= 1994 Mr. Olympia =

Bodybuilding competition held in Atlanta, Georgia

The 1994 Mr. Olympia contest was an IFBB professional bodybuilding competition held on September 10, 1994, at the Atlanta Civic Center in Atlanta, Georgia.

==Results==
The total prize money awarded was $275,000.

| Place | Prize | Name |
|---|---|---|
| 1 | $100,000 | United Kingdom Dorian Yates |
| 2 | $50,000 | USA Shawn Ray |
| 3 | $30,000 | USA Kevin Levrone |
| 4 | $25,000 | Canada Paul Dillett |
| 5 | $15,000 | USA Porter Cottrell |
| 6 | $12,000 | USA Chris Cormier |
| 7 | $8,000 | Serbia and Montenegro Nasser El Sonbaty |
| 8 | $7,000 | Barbados Charles Clairmonte |
| 9 | $6,000 | Austria Andreas Münzer |
| 10 | $5,000 | Australia Sonny Schmidt |
| 11 | $1,000 | USA Alq Gurley |
| 12 | $1,000 | USA Aaron Baker |
| 13 | $1,000 | FR Yugoslavia Miloš Šarčev |
| 14 | $1,000 | France Thierry Pastel |
| 15 | $1,000 | USA Ronnie Coleman |
| 16 | $1,000 | USA John Sherman |
| 17 | $1,000 | Germany Achim Albrecht |
| 18 | $1,000 | Germany Roland Cziurlok |
| 18 | $1,000 | Lebanon Samir Bannout |
| 18 | $1,000 | USA David Dearth |
| 18 | $1,000 | USA Mike Quinn |
| 18 | $1,000 | Germany Günter Schlierkamp |
| 18 | $1,000 | Canada Henderson Thorne |

==Notable events==
- Dorian Yates won his third consecutive Mr.

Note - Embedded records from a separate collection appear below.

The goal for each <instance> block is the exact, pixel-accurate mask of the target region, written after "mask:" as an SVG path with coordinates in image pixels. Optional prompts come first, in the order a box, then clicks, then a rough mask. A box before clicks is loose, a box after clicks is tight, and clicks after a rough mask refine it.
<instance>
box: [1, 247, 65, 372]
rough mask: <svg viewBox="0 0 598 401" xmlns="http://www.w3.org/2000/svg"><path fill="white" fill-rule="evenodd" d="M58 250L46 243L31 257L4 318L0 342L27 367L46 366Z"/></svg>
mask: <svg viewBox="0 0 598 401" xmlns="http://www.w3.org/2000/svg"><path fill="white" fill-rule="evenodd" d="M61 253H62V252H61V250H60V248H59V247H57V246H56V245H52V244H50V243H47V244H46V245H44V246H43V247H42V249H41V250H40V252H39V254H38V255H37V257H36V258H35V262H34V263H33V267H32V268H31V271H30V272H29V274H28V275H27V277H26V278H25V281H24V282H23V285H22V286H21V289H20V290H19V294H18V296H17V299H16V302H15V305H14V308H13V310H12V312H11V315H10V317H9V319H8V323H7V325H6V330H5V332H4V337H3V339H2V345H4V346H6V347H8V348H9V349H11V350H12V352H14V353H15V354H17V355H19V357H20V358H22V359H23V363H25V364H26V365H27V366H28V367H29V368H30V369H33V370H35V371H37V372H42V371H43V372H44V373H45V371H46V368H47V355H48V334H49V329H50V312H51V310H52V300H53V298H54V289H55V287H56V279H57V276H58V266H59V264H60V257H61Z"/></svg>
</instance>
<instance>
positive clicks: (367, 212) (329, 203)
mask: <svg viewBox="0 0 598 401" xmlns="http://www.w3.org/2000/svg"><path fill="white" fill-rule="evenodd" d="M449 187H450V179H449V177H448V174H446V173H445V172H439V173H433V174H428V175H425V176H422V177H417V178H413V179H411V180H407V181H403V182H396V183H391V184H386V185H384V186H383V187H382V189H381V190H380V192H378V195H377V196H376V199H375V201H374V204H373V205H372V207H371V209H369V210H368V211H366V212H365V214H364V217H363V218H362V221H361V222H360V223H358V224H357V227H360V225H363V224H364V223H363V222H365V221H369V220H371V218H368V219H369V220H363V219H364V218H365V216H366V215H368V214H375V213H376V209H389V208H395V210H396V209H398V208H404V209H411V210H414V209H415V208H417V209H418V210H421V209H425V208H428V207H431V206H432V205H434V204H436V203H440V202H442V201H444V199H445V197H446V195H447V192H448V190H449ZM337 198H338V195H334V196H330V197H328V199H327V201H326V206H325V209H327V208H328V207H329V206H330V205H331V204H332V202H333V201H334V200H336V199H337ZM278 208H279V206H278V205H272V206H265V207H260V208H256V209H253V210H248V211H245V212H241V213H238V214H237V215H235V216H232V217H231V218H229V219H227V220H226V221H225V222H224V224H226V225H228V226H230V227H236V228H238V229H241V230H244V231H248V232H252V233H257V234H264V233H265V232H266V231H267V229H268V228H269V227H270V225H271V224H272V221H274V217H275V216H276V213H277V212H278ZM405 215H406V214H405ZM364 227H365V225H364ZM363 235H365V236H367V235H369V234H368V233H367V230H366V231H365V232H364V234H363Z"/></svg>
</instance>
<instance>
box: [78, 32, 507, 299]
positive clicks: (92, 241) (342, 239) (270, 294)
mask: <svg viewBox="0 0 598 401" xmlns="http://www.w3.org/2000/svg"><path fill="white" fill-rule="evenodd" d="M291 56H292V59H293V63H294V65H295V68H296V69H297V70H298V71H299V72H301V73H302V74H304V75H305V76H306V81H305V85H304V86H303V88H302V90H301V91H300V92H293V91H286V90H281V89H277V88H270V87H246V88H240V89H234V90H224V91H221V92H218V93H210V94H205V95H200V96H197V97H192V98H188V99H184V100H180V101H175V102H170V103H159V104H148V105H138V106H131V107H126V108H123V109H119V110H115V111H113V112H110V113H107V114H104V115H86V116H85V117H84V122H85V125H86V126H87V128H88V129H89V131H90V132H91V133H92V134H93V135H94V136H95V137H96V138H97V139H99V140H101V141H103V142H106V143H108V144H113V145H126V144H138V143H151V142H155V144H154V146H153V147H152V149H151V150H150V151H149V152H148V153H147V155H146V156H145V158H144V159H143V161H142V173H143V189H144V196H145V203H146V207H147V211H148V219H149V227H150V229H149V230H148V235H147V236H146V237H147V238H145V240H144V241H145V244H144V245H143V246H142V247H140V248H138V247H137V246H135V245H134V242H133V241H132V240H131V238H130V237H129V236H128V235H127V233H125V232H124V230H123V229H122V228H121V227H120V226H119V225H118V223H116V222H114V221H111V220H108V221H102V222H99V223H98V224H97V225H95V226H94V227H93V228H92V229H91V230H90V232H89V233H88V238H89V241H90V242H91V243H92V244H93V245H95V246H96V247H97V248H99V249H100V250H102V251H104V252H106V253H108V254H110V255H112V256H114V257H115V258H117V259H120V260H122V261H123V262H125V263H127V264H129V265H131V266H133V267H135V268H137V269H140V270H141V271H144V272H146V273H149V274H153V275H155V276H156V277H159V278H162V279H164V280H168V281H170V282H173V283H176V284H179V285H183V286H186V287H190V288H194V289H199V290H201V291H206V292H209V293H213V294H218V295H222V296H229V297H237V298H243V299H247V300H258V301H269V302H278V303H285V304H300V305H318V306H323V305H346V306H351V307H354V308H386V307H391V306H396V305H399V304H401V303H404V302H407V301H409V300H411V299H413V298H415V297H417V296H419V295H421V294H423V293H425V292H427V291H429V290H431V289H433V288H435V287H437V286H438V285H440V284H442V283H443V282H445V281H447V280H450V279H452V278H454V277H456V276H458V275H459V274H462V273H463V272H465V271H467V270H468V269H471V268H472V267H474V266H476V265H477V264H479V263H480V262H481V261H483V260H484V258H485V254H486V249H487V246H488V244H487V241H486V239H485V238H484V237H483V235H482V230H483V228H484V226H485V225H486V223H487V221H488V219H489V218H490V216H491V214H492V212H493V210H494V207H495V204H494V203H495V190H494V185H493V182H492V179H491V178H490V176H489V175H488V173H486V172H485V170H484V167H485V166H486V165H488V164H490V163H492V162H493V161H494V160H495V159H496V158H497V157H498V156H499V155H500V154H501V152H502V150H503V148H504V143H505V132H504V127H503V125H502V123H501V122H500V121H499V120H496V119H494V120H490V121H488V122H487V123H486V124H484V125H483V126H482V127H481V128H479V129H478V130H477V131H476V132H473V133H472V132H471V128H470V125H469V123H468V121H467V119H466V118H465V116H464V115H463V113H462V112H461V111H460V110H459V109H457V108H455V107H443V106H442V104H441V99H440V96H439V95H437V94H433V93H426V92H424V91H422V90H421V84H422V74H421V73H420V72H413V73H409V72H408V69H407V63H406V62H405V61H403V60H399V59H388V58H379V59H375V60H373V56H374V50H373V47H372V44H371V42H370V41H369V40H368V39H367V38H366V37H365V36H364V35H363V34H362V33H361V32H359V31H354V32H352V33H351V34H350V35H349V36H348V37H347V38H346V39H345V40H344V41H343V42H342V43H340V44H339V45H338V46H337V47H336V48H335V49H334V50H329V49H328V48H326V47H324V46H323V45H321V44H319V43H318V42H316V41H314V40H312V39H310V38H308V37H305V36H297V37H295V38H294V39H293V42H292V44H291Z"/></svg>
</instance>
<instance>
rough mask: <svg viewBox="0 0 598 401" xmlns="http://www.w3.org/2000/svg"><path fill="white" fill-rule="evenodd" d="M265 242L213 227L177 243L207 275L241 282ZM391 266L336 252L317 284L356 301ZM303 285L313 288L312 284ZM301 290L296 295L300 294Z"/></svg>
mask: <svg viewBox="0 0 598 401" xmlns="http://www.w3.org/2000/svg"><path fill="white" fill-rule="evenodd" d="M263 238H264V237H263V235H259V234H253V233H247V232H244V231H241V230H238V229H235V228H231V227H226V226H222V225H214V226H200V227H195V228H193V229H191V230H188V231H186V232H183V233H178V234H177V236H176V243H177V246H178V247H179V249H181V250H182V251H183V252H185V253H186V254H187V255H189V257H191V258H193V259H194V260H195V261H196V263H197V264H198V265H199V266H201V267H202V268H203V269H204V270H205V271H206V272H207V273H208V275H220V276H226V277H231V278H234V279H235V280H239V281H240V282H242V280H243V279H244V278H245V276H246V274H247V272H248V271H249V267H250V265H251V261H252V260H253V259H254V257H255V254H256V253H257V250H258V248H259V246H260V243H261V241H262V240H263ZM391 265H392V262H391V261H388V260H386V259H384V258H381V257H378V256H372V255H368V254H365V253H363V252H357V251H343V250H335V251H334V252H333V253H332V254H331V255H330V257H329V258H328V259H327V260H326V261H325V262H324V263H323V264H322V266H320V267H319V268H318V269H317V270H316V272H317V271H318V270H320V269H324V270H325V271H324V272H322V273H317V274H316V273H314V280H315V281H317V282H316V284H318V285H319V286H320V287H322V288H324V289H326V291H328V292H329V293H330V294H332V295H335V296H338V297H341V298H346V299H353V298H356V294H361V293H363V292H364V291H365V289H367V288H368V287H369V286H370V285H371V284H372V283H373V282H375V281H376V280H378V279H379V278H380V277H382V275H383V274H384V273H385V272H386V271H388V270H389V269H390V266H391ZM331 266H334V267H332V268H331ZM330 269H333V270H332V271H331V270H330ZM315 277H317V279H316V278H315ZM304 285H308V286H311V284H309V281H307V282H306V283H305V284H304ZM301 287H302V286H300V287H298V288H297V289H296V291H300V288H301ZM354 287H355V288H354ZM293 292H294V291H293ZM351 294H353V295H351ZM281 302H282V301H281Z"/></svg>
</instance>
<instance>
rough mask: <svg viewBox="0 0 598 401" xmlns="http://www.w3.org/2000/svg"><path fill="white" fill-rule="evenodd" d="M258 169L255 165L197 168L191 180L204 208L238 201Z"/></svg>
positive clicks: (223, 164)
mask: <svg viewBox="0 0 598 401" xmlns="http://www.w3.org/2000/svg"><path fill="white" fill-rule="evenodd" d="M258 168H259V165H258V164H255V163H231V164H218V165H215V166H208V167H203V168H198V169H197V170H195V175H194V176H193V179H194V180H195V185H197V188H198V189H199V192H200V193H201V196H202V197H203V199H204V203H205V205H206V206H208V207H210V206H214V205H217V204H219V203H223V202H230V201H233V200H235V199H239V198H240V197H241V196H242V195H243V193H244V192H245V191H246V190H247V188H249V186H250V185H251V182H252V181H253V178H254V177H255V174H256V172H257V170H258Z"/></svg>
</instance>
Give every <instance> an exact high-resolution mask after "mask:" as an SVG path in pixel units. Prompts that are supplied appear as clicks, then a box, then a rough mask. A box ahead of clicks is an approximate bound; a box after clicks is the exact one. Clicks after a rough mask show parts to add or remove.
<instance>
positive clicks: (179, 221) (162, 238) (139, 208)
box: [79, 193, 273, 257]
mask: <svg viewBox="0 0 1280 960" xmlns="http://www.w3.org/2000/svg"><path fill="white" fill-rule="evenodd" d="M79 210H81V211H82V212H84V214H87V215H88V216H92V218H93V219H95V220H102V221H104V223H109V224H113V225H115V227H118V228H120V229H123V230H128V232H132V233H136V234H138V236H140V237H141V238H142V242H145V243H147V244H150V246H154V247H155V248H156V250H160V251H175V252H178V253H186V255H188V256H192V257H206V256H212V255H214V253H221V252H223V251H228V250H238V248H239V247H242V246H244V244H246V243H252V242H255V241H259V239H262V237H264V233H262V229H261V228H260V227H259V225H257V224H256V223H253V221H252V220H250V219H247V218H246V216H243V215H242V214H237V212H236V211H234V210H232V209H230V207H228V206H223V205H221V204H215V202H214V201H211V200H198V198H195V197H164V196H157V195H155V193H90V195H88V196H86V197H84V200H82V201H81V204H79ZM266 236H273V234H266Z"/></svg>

Olympia title despite sustaining a torn left biceps several weeks before the competition, a deformation on his left biceps was easily visible.
- Because of Dorian Yates' injury, controversy arose as many believe Shawn Ray should have been the rightful winner.